Politicians and businesses in Europe want to adjust stricter state aid rules, so that governments can support industry more generously. These regulations are one of the biggest success stories of the European market, helping to ensure fierce competition. Yet the economy ministers of France and Germany, Bruno Le Maire and Robert Habeck, argued in a joint paper in December that changes were needed to allow more aid to flow more quickly to strategic sectors.
Americans who helped craft the country’s traditional trade strategy worry its new approach will boomerang. Susan Schwab, trade representative from 2006 to 2009, argues that many people in Europe and Asia would be very happy to see the doors open for industrial subsidies. “We’re never going to give as many subsidies or put up as many barriers as our trading partners,” she says. be implemented.”
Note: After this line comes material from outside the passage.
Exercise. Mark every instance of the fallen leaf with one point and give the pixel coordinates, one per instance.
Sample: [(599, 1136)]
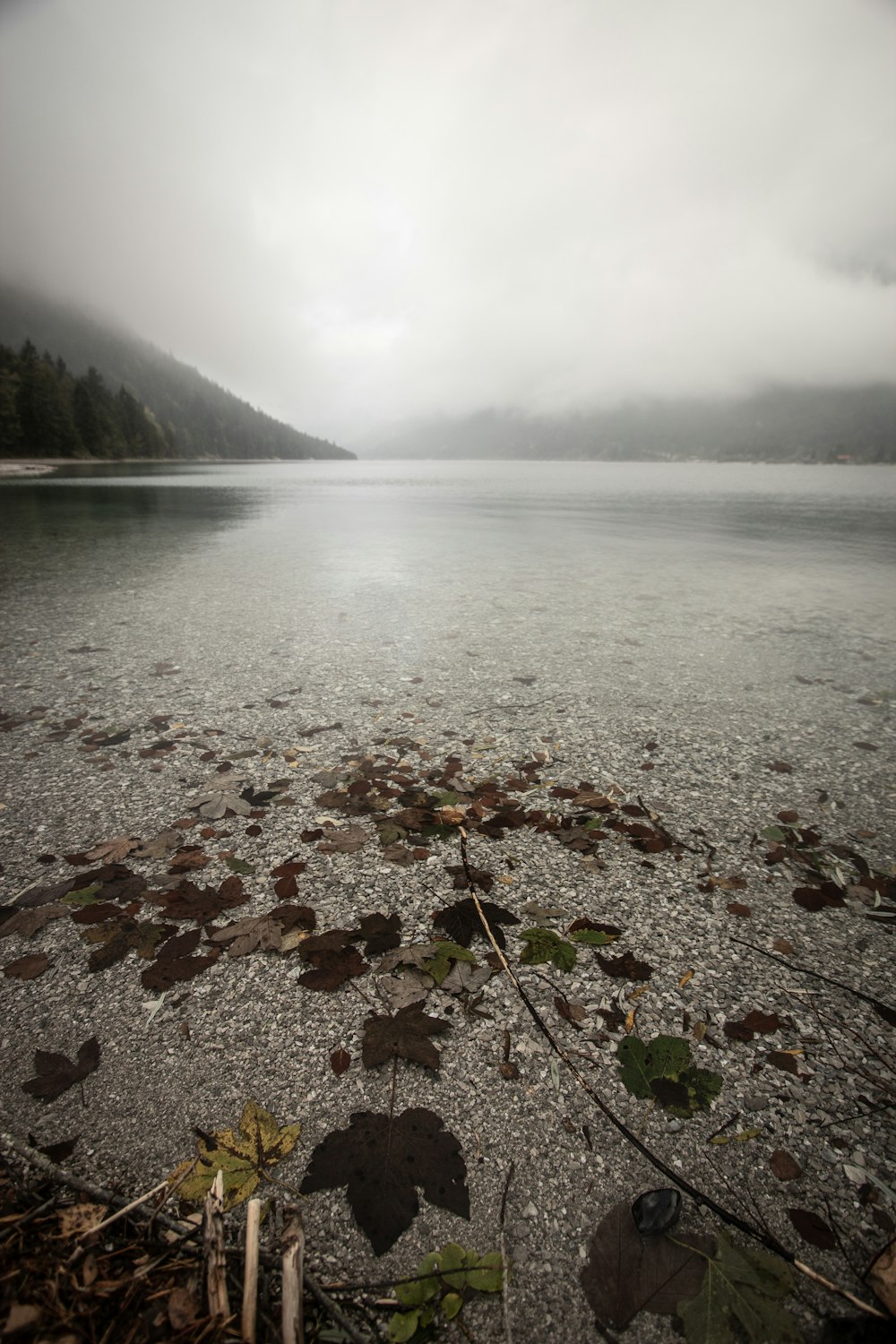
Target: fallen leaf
[(244, 1158), (175, 961), (745, 1285), (405, 1037), (882, 1277), (627, 1273), (462, 924), (77, 1219), (113, 851), (339, 1061), (56, 1073), (382, 1159), (333, 960), (346, 840)]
That opinion is hardly heard today in the halls of power in Washington. Catherine Tay, the current Trade Representative, is a firm believer in subsidies. It calls on the US and its allies to coordinate their investments to maximize their impact. In theory, this is a reasonable idea. The US wants its allies in Asia and Europe to join its tough line on China; Meanwhile, its allies want to remain under America’s security umbrella and support the country in confronting climate change.
Yet in all fairness, coordination is bound to be brutally difficult. Just as the US wants to be at the forefront of semiconductor production, so too are governments in Asia and Europe. All have national champions, not to mention scores of startups vying for a piece of the action. As the US and its allies offer more aid, these firms will be only too happy to gobble it up. In the process, there will be duplication of efforts across borders, wastage of public money and recriminations between cooperating countries. It may take hundreds of billions of dollars to find out why America was never a supporter of subsidies, not an opponent.